The TPE (Targeted Probe and Education) surveys are upon us.

Most of us will never see one; no doubt because we bill correctly every time. Stop laughing! But some of us will. If the TPE comes to you, it will consist of the Medicare Administrative Contractor coming to your facility and investigating your records and your claims.

Recently a skilled nursing facility in our area was at the business end of a review that found the following:

“RN assessment documentation for the initial assessment they had was not sufficient.

Per the MDS 3.0 RAI Manual and the CMS SOM:…. A resident may be started on a restorative nursing program when he or she is admitted to the facility with restorative needs, …when restorative needs arise during the course of a longer-term stay, or in conjunction with formalized rehabilitation therapy. The following criteria for restorative nursing programs must be met in order to code O0500:

  • Measurable objective and interventions must be documented in the care plan and in the medical record.
  • Evidence of periodic evaluation by the licensed nurse must be present in the resident’s medical record.
  • Nursing assistants/aides must be trained in the techniques that promote resident involvement in the activity.
  • A registered nurse or a licensed practical (vocational) nurse must supervise the activities in a restorative nursing program…. Nursing homes may elect to have licensed rehabilitation professionals perform repetitive exercises and other maintenance treatments or to supervise aides performing these maintenance services. … The therapist’s time actually providing the maintenance service can be included when counting restorative nursing minutes.”

Restorative is important. As we go forward, and into the Brave New World of Patient-Drive Payment Model (merely four months away), the importance and the weight of Restorative increases.

What’s interesting to note in the direct quotations from the review are the parts that mention “…in conjunction with formalized therapy” and “…licensed rehabilitation professionals…perform…exercises or other maintenance.” Have you heard the myth that restorative nursing can’t occur when therapy is still involved? Some nonsense about “duplication of services?” If restorative is performing a Walk-to-Dine program, it is NOT the same as the gait training that therapy is working on. If nursing is working on restorative dining, it is NOT the same as the swallowing therapy from speech. The duplication doesn’t exist.
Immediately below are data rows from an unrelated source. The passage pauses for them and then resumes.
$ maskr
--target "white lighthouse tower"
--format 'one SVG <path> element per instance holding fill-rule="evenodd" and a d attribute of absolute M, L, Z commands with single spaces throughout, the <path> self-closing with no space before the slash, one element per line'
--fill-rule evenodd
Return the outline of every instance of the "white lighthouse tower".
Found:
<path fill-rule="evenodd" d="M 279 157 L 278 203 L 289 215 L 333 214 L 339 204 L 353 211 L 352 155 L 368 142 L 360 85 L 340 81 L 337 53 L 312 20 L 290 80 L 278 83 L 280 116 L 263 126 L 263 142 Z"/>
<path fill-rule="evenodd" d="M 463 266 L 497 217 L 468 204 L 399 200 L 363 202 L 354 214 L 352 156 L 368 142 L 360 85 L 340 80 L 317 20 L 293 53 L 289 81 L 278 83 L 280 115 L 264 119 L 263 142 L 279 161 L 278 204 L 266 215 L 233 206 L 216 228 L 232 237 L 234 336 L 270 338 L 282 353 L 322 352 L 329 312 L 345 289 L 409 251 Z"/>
PDPM will include a case mix factor for restorative. Nearly all short- and long-term residents benefit from restorative on a functional level, but the short-termers/skilled residents will benefit the facility from a financial aspect as well.

For those who are considering how to manage therapy in four months when they’re no longer using therapy as the primary revenue-producer, how about utilizing the therapy staff more for training restorative? Why not get a physical therapy assistant to be the point-person to ensure documentation from the restorative staff is being done and being completed competently? Ultimately a nurse needs to sign off on the plan and supervise, but who better than a therapist to modify and ensure the competency of the staff?

Over the years we’ve been experiencing the financial crunch, so we have considered our restorative programs disposable. That has to change as we go forward and as we ensure the most effective means of treating our patients and the most effective means of getting paid for it.